With piano, synth and keyboard chains, we can be a bit more ambitious with the creative effects. That said, our mixing chain still needs core EQ and compression plugins. Typically, these play a sweetening role, and to that end we’re using a hardware emulation EQ to add glossy air to the high frequencies.
Hard compression can work well with some club piano sounds, but with piano we’re mostly after a glue effect, so a quality mix bus compressor is best. For most applications, a medium attack, automatic release and low ratio (2:1 or 4:1) does the trick, but adjust the release if the compression is too audible.
Next in the chain is a stereo delay. This is designed to add some subtle space and movement to the sound, and to that end we’ve set tempo-synced timings of 1/4 note on the left and 1/8 note on the right, though you can choose whatever timings work for your track.
Continuing with the less is more approach on the delay, we’ve used the filters to focus the feedback on a small frequency range. Again, this is something you can tweak to taste. The wet delay blend is low, but we’ve set feedback reasonably high, so the effect adds subtle depth to the keyboard sound.
Next, to add some richness, load up a chorus. Obviously you can set this to whichever depth suits you, but for our default the depth is quite modest (about 25%) and the speed quite slow.

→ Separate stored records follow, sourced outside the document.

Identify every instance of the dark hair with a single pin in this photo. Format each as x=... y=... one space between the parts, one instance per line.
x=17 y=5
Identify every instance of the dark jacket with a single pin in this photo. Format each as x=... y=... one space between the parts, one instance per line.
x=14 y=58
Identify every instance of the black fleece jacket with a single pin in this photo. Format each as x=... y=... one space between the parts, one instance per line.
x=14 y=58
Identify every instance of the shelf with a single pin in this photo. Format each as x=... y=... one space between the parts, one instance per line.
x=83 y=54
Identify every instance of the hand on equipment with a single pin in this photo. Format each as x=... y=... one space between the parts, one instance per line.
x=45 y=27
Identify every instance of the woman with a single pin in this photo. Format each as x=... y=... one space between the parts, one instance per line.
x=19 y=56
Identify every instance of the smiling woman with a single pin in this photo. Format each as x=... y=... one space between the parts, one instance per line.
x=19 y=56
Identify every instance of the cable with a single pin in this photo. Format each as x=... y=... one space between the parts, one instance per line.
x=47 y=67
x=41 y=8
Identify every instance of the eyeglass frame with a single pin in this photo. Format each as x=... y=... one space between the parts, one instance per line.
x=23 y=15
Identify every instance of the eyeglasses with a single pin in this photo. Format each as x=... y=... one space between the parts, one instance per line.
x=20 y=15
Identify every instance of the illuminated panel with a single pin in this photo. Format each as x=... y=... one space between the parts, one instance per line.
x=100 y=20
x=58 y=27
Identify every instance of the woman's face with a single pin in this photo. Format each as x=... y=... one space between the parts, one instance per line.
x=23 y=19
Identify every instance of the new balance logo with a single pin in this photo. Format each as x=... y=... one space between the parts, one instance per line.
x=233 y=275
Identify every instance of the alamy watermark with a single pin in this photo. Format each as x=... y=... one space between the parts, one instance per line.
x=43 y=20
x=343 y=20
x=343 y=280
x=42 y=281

Again, this is a subtle effect that adds another layer of interest and the mix blend can be easily reduced or the plugin bypassed.
Finally, to allow us to control the overall width, load up an image control plugin. This isn’t designed to artificially change the stereo image, rather it allows us to rebalance the mono and stereo components. We’re setting the default in a neutral position with a view to changing it to taste.